Set domain-appropriate thresholds: A creative writing tool can tolerate some hallucination (it is called “creativity”). A medical information system cannot tolerate any factual errors. Calibrate detection sensitivity to your domain’s risk tolerance.
Do not chase zero hallucination: Some amount is inherent to the architecture. Instead, design systems that are robust to occasional hallucination: citations for verification, confidence indicators, human review for high-stakes outputs.
FAQ
Q: Can we eliminate hallucinations entirely?
Not with current architectures. LLMs generate statistically likely continuations, not verified truths. You can minimize hallucination (RAG, grounding, lower temperature) and detect it post-generation, but elimination requires architectural changes not yet in production (e.g., models with explicit retrieval-then-generate separation, or verified reasoning chains).
Q: Why does the model hallucinate even when correct information is in the context?
Several causes: context is too long and the relevant passage is in the “lost in the middle” zone, the model’s parametric knowledge contradicts the context (and the model trusts itself), or the model’s attention distributes poorly across multiple context passages.

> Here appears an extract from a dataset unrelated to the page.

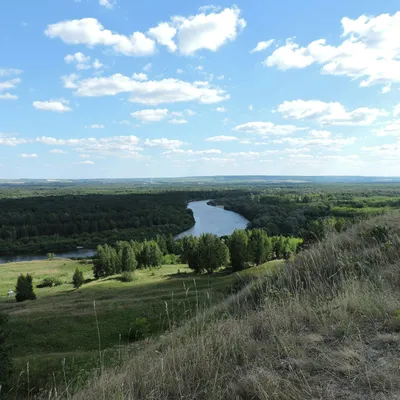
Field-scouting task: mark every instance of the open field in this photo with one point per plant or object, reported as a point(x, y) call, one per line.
point(61, 323)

Stronger grounding instructions and placing critical context first/last help.
Interview questions
Q: Design a hallucination detection pipeline for a financial news summarization product. False financial information could cause trading losses.
Multi-layer approach: (1) Groundedness: every numerical claim (prices, percentages, dates) must trace to a specific source article. Extract numbers from summary, verify each against source text. (2) Cross-source validation: if the summary references multiple articles, check for contradictions between them before presenting. (3) Entity verification: verify company names, ticker symbols, and executive names against a known database. (4) Temporal consistency: financial data is time-sensitive - verify dates match and are not confusing current vs historical data. (5) Confidence scoring: assign confidence per-claim. Claims verified against multiple sources: high confidence. Single-source claims: medium. Unverifiable claims: strip or flag. Threshold: for financial data, any unverifiable numerical claim is removed rather than presented with uncertainty. The system should never state a stock price, percentage change, or financial metric it cannot directly attribute to a source.